Consider the activation of a GABAA receptor. GABA is the principial inhibitory neurotransmitter in the nervous system. GABA opens the associated Cl- channel on GABAA receptors.
Using the Nernst equation one can approximate the membrane potential (Veq) at which an ion is in equilibrium. It mainly depends on the concentration of the ion X outside and inside the cell ([X]o and [X]i, respectively).[Cl]o is approximately 103 mM, and [Cl]i 4 mM. Hence, there exists a large concentration gradient with lots of it outside the cell.

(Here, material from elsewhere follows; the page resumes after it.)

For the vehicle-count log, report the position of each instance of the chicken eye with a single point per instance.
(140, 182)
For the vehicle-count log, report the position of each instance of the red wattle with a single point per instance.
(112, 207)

Nernst equation. Source: Physiology Web
In a neuron, the Nernst potential of Cl- is around -71 mV. Hence, given that the resting membrane potential is approximately -70 mV for a typical neuron, no Cl- flux will occur when Cl- channels open, because the resting membrane potential is equal to the equilibrium potential of Cl-. However, when a neuron is depolarized by stimulatory neurotransmitters (e.g., glutamate), the membrane potential may be reduced to, say, -60 mV. This is still more negative than the action potential threshold (about -55 mV), but very close to it. So without any inhibition the neuron would be close to firing a spike. However, when GABA is released presynaptically, opening of the Cl- channels coupled to GABAA receptors will result in Cl- influx, because the membrane potential is higher (more positive) than the equilibrium potential of Cl-. In effect, Cl- will enter the cell until its equilibrium potential is reached, re-polarizing the neuron back to -70 mV and hence inhibiting it.